Add dry ingredients into your stand mixer. Give them a quick stir to combine.
Add the yeast mix and the binding mix to the dry ingredients in the mixer. Start kneading. The mix will be very dry at first.
When the mix starts to combine, add the apple cider vinegar directly to the mixer.
Knead until the dough is combined, passes through the dry stage and starts to stick to the side and bottom of the mixer.
Place the dough on a surface lightly coated in sorghum flour. Divide into two equal portions. Shape each portion into a flat rectangle, roll into a log, secure the sides and seam at the bottom. Set loaf on a piece of parchment paper on a cookie sheet or loaf pan. Repeat with other loaf. Make sure the parchment is between the two loaves so they don't join together in the oven.
Cover and let rise 45-60 minutes. About 30 minutes into the rise, set the oven to 450 degrees and add a metal pan on the bottom rack of the oven.
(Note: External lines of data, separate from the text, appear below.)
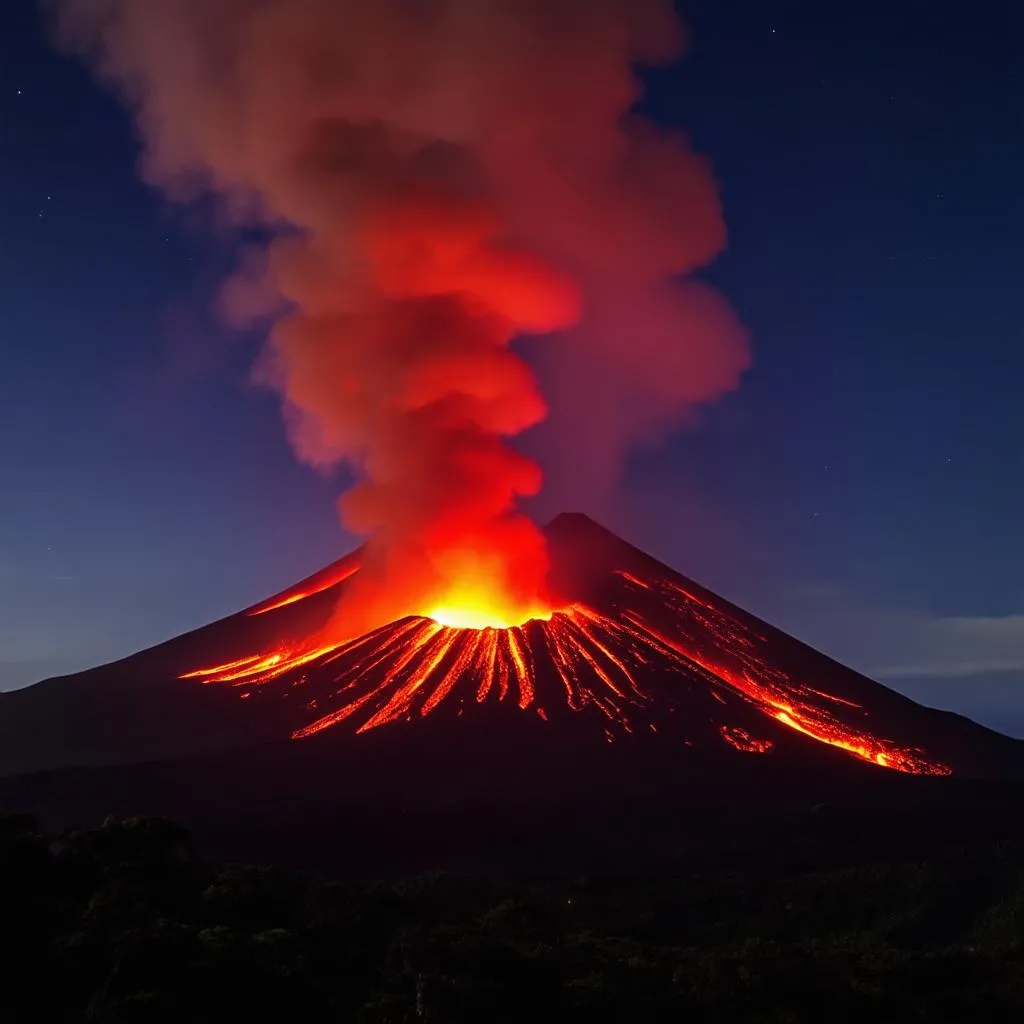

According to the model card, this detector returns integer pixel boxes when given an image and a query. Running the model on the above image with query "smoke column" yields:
[55,0,749,634]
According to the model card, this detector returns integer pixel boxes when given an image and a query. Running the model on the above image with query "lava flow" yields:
[181,571,950,774]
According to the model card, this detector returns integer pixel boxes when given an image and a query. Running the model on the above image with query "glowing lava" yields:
[182,572,950,774]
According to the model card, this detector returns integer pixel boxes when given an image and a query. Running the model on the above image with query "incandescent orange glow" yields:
[181,571,950,775]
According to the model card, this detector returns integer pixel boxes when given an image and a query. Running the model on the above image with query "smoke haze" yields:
[55,0,749,632]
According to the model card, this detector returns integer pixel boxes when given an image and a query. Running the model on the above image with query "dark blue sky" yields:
[0,0,1024,734]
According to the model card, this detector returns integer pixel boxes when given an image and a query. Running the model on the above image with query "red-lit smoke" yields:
[56,0,749,632]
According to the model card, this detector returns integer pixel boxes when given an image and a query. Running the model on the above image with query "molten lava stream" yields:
[181,573,949,774]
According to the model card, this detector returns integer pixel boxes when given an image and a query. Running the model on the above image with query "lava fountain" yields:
[181,570,949,774]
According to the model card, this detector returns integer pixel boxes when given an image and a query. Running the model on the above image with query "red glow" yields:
[182,572,949,774]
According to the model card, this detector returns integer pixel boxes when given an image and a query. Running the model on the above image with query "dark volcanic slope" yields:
[0,515,1024,782]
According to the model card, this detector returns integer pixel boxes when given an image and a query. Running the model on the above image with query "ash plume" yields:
[54,0,749,633]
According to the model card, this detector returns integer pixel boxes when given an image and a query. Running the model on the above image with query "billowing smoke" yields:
[55,0,749,632]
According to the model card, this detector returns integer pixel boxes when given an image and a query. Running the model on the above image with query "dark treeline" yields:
[0,818,1024,1024]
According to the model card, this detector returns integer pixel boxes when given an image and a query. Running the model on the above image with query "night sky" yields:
[0,0,1024,735]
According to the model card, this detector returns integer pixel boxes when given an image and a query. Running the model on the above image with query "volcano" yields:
[6,514,1024,874]
[0,514,1024,777]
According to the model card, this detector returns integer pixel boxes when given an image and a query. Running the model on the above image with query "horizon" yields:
[0,0,1024,736]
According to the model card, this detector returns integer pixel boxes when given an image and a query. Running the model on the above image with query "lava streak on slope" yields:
[182,571,950,774]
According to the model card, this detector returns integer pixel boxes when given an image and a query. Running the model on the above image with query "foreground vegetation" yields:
[0,819,1024,1024]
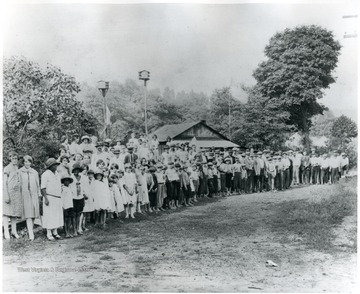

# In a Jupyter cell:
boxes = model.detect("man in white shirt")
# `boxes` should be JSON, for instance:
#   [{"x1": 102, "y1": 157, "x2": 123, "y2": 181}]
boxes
[
  {"x1": 330, "y1": 151, "x2": 340, "y2": 184},
  {"x1": 319, "y1": 153, "x2": 330, "y2": 184},
  {"x1": 281, "y1": 152, "x2": 290, "y2": 189},
  {"x1": 69, "y1": 134, "x2": 82, "y2": 156},
  {"x1": 340, "y1": 153, "x2": 349, "y2": 176},
  {"x1": 310, "y1": 153, "x2": 320, "y2": 185},
  {"x1": 293, "y1": 150, "x2": 302, "y2": 185}
]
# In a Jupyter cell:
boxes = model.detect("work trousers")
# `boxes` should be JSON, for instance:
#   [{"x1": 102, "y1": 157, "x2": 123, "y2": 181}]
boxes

After rising, score the bread four or five times. Place the bread in the oven. Add about a half inch of water to the metal pan at the bottom of the oven. Close the oven door and don't open for the first 10 minutes of the bake.
Bake for 40 minutes. Rotate half-way through if needed.
Let cool on a cooling rack before cutting bread if possible. If not possible, let it sit at least 15 minutes before cutting.